Friday, October 21, 2005

Judges deserve to rejoin the Private Sector

On the public tab

In response to Michael McGough's Oct. 17 Intellectual Capital column ("The Poor Man's Snobbery: Complaining About Pay Raises for Public Officials Is a Great American Pastime, But Judges Shouldn't Suffer for Our Fun"): Mr. McGough should be aware that the Pennsylvania legislative pay raise is just the tip of the iceberg.
The Pennsylvania Legislature is the nation's largest full-time legislature, second-most expensive and, in my opinion, very ineffective. "Anti-pay raise zealots" are correct to include judges in their rants. Their salaries of $170,000 per year place them among the highest paid.
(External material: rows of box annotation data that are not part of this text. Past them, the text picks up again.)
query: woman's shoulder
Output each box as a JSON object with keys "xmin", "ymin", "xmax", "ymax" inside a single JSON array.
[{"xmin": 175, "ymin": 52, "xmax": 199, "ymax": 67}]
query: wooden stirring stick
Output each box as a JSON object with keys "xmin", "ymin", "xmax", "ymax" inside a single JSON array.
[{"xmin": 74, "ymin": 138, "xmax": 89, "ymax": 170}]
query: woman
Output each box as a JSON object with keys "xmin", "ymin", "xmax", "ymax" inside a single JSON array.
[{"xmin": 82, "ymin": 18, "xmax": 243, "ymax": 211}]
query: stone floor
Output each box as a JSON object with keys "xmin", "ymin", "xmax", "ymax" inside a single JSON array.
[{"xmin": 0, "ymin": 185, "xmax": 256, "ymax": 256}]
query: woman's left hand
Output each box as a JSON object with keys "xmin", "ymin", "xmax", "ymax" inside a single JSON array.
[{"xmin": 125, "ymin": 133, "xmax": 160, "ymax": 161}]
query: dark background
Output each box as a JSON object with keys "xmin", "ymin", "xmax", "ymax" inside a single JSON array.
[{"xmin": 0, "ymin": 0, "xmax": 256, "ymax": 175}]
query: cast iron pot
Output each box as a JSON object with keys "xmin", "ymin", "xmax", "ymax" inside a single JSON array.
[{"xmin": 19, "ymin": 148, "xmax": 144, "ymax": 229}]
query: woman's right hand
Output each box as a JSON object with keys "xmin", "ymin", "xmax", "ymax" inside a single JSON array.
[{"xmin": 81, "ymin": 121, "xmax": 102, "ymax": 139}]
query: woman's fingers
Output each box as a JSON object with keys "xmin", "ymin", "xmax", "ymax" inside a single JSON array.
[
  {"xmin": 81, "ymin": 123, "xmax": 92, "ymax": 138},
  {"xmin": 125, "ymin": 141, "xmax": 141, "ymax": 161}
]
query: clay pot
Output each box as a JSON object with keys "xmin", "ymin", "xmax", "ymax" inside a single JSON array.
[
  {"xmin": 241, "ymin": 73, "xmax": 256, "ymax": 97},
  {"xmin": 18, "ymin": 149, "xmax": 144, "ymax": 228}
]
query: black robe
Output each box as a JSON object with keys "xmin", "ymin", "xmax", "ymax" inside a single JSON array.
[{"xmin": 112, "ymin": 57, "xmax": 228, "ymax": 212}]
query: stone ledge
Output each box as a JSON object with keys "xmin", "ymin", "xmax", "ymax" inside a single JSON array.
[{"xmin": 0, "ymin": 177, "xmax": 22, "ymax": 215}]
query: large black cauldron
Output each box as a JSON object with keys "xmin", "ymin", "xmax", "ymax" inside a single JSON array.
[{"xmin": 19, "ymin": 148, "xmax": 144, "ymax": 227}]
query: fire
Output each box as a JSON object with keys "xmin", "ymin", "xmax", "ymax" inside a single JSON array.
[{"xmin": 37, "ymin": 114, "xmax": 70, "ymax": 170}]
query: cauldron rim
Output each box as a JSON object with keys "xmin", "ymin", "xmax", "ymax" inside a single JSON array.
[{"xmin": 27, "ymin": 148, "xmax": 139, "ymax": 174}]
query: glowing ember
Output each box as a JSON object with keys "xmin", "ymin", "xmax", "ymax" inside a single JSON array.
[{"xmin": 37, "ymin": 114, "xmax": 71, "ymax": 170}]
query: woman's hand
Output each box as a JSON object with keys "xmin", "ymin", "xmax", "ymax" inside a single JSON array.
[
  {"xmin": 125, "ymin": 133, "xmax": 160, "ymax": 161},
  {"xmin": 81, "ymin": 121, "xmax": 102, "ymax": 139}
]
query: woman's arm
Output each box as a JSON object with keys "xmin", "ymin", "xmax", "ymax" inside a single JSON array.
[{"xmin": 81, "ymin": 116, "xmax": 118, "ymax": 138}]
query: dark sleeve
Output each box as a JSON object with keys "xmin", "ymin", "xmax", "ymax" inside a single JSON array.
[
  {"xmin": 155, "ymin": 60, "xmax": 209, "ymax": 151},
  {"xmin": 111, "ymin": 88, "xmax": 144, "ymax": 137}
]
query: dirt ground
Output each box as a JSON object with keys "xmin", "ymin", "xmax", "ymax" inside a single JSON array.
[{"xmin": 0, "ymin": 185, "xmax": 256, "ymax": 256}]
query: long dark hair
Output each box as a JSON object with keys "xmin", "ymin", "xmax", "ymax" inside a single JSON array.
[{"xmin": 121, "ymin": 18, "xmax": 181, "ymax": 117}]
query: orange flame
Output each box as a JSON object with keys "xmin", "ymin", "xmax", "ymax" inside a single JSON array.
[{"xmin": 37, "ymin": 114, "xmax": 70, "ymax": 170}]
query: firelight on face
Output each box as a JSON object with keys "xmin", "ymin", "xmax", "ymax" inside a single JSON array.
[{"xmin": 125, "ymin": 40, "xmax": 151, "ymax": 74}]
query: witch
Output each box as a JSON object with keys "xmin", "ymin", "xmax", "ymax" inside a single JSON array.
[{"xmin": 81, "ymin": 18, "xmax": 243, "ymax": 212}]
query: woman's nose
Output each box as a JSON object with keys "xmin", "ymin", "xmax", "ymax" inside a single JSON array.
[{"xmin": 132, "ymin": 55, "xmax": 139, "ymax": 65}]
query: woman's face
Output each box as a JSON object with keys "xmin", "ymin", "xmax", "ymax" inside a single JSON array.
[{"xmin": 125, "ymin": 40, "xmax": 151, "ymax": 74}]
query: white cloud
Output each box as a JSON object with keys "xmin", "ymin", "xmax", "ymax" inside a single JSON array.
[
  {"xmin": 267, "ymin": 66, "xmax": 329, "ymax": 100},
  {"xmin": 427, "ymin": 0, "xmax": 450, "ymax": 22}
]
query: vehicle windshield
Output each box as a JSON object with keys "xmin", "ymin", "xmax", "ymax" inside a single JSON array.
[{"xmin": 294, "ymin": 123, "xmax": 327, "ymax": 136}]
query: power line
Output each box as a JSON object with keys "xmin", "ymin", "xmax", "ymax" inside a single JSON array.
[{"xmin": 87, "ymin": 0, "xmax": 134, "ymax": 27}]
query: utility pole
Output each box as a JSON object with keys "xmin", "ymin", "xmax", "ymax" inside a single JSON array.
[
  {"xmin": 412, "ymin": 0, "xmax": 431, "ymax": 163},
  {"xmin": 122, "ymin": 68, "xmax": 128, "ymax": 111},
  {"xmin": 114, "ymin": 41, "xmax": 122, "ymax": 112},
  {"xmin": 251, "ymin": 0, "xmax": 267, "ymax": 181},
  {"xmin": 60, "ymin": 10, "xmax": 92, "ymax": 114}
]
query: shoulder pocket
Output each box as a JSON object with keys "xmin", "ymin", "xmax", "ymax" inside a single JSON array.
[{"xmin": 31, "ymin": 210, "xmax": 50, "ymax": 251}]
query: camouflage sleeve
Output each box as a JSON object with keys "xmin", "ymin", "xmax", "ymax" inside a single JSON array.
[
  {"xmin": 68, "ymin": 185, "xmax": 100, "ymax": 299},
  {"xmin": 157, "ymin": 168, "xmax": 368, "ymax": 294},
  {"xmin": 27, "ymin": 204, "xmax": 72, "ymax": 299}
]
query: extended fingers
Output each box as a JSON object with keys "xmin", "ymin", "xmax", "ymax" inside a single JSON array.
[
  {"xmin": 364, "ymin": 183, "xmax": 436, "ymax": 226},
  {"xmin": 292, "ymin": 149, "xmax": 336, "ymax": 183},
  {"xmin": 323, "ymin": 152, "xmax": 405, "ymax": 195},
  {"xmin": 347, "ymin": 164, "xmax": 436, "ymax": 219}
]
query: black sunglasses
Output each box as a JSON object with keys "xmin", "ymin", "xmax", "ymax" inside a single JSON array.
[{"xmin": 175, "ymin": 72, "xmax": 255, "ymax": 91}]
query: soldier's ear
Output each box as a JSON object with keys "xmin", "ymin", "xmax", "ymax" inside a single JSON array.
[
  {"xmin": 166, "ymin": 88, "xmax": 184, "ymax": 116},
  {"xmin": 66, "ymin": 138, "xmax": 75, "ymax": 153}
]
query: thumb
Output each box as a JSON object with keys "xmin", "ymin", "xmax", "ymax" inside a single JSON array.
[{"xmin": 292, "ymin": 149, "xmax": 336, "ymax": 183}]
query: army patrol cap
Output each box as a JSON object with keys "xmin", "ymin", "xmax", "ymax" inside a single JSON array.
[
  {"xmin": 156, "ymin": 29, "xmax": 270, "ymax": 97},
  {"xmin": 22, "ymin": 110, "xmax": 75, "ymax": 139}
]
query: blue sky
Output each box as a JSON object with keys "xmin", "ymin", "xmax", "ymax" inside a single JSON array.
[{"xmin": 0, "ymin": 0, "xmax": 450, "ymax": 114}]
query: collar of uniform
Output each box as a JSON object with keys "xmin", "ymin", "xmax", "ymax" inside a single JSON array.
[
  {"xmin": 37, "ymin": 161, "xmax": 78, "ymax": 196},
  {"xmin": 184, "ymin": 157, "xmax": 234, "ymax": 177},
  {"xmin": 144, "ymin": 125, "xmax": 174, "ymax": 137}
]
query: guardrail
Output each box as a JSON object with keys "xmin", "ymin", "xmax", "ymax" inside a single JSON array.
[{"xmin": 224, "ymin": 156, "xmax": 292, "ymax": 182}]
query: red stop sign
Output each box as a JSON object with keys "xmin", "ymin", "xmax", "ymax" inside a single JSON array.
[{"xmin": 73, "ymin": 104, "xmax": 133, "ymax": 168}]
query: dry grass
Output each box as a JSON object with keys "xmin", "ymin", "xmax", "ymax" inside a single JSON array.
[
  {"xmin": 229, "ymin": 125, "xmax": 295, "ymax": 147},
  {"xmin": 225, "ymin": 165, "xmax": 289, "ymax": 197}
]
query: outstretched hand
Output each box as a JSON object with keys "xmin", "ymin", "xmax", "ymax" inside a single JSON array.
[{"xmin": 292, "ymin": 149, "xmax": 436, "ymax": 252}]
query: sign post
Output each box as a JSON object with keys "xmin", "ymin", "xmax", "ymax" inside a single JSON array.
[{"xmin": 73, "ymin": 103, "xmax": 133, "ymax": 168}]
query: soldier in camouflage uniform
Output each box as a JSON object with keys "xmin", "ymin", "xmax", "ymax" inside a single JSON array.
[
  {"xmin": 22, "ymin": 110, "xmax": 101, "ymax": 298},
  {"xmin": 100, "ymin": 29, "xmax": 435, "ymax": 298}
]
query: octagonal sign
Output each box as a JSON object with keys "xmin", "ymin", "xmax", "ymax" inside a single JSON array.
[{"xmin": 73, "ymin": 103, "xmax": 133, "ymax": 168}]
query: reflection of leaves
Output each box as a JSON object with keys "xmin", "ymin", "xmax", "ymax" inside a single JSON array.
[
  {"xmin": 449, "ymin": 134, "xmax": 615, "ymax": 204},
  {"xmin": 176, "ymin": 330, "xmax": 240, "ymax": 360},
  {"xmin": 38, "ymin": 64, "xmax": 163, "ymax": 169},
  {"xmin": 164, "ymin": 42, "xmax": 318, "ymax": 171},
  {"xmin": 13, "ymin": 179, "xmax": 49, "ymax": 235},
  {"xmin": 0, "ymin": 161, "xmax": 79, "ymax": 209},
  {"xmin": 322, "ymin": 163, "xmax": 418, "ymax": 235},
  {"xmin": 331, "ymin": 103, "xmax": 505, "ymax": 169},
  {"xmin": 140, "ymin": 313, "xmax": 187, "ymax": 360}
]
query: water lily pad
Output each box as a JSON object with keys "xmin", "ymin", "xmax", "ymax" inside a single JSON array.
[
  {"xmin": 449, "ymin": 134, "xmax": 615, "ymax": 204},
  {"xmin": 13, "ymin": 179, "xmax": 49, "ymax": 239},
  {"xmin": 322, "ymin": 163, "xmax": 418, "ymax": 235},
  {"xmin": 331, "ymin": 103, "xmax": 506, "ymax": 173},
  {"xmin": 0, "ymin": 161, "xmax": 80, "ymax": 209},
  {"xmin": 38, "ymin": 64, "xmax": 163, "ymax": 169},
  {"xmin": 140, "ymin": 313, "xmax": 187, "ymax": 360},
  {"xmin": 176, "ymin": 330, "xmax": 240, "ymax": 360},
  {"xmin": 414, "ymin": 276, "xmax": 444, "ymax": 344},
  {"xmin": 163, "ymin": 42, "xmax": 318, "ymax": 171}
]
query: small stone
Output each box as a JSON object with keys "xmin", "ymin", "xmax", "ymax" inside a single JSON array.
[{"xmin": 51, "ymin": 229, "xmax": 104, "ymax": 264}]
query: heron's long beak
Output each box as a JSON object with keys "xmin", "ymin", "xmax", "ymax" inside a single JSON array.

The Associated Press reported that "the state's seven Supreme Court justices last year billed taxpayers ... $164,000 in food, travel and lodging," and "an analysis of expense records [by the Harrisburg Patriot-News] revealed that some expenses were not accompanied by receipts or vouchers, and some receipts were vague in describing the expenses."
Justice Russell Nigro billed us for 115 meals, with some costing as much as $400. Justice Sandra Schultz Newman charged taxpayers for OnStar service on her Cadillac SRX.
As citizens, we must hold all of our elected state officials personally accountable for their decisions. The legislators may have raised our taxes and stolen our money, but the judges who remained silent and left their Pennsylvania Constitutions at home when they dined out on our dime are just as guilty.
Voters must rally so that our state can reach its full potential. Leaving it to the current crop of elected officials is just not an option.